SALON -- I reached out to Salon’s favorite resident Philip K. Dick expert, David Gill, a literature teacher at San Francisco State University and a Dick scholar. Gill told me that Dick’s popularity may be because his dystopias “feel accurate … full of environmental problems, global warming, oppressive governments, surveillance technology.”
“There’s no sugar coating” in Dick’s books, Gill added. For anyone who’s even briefly encountered a Dick work, you probably recall the dour mood. A Scanner Darkly, Blade Runner, Minority Report — none of these exactly have what you might call happy endings, with the evil regime defeated and the world returned to a prelapsarian state.
Gill elaborated further:
“Dick’s other prescient insight was about the seductive nature of technology: you start out using technology to serve your needs, and then before you know it technology is using us to serve its needs. Connective communications technologies are ultimately isolating if we’re stuck using them in isolation. In Dick’s ‘Galactic Pot Healer’ novel, the characters sit around in their rooms and play this strange word game, scrambling and translating the names of famous titles and sayings.”

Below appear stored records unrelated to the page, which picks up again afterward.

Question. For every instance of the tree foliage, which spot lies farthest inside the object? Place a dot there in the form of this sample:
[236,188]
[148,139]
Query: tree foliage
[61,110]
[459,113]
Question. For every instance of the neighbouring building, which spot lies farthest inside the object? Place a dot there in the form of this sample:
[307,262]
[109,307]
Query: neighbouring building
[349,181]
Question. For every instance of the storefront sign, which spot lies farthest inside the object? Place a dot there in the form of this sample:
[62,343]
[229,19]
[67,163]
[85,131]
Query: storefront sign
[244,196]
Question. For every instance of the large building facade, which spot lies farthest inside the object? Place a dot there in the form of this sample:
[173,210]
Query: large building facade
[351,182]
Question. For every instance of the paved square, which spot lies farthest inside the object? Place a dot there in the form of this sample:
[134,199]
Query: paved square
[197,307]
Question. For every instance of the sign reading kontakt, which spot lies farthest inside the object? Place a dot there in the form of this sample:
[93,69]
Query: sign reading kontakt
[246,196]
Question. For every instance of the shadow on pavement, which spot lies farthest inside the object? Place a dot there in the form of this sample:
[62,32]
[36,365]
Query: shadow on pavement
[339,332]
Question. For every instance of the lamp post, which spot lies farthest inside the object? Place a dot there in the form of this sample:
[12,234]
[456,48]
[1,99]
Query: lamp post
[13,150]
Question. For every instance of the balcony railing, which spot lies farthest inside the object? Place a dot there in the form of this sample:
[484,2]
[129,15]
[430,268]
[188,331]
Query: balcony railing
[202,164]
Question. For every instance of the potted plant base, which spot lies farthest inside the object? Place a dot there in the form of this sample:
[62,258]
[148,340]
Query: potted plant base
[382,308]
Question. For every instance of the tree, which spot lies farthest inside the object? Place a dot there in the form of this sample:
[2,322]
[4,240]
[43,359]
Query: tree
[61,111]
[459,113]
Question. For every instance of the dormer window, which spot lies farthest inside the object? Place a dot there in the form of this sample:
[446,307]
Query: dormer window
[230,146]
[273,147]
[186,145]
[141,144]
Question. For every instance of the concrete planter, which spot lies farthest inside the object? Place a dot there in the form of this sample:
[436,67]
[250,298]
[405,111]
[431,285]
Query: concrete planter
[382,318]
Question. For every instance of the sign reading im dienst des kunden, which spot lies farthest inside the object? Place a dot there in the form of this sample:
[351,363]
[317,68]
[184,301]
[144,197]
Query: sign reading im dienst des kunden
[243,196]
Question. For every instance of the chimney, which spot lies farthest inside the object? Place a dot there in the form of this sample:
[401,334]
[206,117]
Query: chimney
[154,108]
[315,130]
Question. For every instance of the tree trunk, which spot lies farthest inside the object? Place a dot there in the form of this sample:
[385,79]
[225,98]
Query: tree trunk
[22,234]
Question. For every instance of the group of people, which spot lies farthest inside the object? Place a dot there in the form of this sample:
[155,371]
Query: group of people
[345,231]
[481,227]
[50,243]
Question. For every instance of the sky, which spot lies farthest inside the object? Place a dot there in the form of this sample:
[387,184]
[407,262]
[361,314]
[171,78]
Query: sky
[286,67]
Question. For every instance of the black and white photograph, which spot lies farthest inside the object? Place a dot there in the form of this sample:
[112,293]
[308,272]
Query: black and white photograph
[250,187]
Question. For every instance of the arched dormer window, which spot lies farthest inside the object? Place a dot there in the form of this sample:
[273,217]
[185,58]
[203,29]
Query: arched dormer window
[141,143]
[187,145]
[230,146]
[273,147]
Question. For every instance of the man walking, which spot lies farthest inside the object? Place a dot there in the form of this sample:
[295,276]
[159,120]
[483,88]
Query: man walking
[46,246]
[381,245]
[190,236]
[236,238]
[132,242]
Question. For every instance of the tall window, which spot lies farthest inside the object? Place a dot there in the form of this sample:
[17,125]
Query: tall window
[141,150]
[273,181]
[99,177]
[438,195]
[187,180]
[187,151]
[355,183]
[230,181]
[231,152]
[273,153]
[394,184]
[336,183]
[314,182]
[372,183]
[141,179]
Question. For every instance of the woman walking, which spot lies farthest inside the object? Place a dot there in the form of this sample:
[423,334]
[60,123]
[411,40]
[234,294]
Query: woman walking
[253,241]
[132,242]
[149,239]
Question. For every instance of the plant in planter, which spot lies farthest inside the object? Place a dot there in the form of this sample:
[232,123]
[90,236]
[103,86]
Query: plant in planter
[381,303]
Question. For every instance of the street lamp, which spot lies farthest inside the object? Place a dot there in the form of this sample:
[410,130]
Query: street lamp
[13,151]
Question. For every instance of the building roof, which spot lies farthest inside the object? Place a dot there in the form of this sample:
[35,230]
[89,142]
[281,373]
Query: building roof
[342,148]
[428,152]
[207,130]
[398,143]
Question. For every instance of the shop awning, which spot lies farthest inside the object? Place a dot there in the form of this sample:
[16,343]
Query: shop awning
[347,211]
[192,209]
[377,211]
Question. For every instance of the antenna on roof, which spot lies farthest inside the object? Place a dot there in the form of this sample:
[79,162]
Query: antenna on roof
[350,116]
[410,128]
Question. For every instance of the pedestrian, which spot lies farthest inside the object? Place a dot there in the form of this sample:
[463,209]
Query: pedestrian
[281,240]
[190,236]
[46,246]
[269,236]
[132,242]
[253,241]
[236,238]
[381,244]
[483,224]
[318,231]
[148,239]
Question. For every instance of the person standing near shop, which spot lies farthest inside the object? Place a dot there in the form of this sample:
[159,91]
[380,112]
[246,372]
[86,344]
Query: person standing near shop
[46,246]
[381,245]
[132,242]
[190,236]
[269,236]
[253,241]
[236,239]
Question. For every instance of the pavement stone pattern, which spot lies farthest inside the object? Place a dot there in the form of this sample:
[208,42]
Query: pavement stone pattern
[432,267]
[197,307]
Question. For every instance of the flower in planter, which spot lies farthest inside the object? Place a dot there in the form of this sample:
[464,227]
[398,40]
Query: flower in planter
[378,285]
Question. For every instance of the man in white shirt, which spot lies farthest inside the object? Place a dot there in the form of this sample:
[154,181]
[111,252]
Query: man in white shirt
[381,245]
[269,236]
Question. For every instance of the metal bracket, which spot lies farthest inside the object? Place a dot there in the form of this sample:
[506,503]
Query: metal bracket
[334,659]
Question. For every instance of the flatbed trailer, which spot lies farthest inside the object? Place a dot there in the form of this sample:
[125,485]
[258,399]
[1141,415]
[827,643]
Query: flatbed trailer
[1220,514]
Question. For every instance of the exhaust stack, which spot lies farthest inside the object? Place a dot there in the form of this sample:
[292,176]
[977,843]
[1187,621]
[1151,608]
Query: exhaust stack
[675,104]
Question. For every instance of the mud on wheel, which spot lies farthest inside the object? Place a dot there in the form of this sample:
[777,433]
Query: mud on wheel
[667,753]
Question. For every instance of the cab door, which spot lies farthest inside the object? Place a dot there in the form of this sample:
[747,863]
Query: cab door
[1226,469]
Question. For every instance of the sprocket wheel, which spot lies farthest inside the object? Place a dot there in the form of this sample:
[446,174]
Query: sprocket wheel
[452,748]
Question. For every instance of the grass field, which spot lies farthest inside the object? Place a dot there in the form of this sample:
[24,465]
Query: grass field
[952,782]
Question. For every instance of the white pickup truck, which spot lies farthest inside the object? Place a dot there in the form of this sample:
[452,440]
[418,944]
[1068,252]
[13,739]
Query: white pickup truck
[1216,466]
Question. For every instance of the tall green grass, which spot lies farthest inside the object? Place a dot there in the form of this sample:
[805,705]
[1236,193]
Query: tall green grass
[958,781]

“Dick is especially relevant in the age of Trump because we are living in a world where the authentic and the artificial have exchanged places,” Gill mused. “We live in a time when it is impossible to know if what we are seeing is real or is being manipulated, ‘photoshopped’ — this idea was terrifying to Dick.”
As Trump and Trump’s supporters build their own media channels, any reality becomes possible, perhaps. Social media has sprouted different reality bubbles, Balkanized universes of fact and fiction. According to Gill, Dick predicted “not that we can’t know what is really real, but that the people in power can manipulate the nature of our reality itself.” Sounds about right.